Retinal Tear and Retinal Detachment
The retina, which is a neural layer which provides vision in the eye is normally fixed to the eyewall. However, vitreous, which is gel-like substance and fills the back of the eye, is weakly adhered to the retina. As a result of aging and other diseases, some impairments occur in vitreous and it starts to separate from retina. During this separation, “streak of lights” may be perceived by the patient. At this point of separation, sometimes tears occur in retina. Patients may perceive ‘floaters’ or “shades in front of the eye”.
The liquid that moves through this tear to back of retina starts to separate the retina from the eyewall. This is called retinal detachment with tear. The risk is more in people having myopia, having family background diagnosed with retinal detachment, having undergone cataract surgery, and having retinal detachment in the other eye. However, the reason for retinal detachment without tear which is observed less maybe that membranes occurred in eye pull the contracted retina into the eye (tractional) or fluid (serous) accumulation.
Retinal detachment may cause partial or total vision loss. In the event that tear or weakening and deformation which may cause tears are detected before retinal detachment, laser or cryotherapy are applied around this area. With this procedure, it is aimed to prevent retinal detachment by fixing retinal layer around the tear to the eyewall.
When retinal detachment occurs, it must be treated by surgery as soon as possible.

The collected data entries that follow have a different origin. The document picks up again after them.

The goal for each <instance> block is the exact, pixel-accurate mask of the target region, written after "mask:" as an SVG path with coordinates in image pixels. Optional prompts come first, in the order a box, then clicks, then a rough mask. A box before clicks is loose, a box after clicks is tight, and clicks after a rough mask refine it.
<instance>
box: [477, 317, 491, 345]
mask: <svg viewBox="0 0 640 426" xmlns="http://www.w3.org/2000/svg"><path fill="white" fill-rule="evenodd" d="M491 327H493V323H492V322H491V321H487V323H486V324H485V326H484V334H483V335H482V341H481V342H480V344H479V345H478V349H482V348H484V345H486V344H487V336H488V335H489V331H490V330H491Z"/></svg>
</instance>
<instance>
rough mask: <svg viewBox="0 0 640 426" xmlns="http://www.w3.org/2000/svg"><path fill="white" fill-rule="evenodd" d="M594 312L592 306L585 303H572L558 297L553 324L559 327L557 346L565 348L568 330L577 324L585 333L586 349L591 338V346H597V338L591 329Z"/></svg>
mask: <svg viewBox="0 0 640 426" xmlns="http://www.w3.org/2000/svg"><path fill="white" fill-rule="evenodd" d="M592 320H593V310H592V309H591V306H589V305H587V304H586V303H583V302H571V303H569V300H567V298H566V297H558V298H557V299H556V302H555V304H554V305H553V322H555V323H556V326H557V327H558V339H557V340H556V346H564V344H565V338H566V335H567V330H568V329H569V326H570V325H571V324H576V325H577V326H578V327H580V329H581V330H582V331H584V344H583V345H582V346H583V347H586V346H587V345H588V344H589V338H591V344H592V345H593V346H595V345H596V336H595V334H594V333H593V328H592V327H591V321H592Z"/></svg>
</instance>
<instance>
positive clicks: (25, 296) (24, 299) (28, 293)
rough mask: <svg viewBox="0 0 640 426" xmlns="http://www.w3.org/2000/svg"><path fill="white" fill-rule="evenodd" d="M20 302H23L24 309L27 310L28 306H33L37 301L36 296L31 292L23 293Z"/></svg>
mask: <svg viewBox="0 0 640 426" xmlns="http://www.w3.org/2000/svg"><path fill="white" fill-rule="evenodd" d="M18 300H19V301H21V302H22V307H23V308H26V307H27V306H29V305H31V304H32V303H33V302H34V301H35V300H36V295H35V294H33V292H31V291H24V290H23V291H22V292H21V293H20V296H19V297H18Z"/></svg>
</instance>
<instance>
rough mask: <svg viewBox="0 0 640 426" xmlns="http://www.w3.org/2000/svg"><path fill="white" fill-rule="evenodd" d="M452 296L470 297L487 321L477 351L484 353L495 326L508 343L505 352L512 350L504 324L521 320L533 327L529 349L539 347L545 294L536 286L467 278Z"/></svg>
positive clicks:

Delaying the operation reduces the chance of success. During the surgery, depending on the situation of the eye, silicon tapes may adhere to the outer part of the eyewall, gas may be injected into the eye (pneumatic retinopexy) or vitrectomy methods may be used. After vitrectomy, gas or silicon tamponades may be placed into the eye. Recovery of the vision may take a long time, recovery may not occur entirely. With modern surgery techniques, the success rate of surgical operation of retinal detachment is more than %90. In patients who do not entirely recover, re-operation may be required.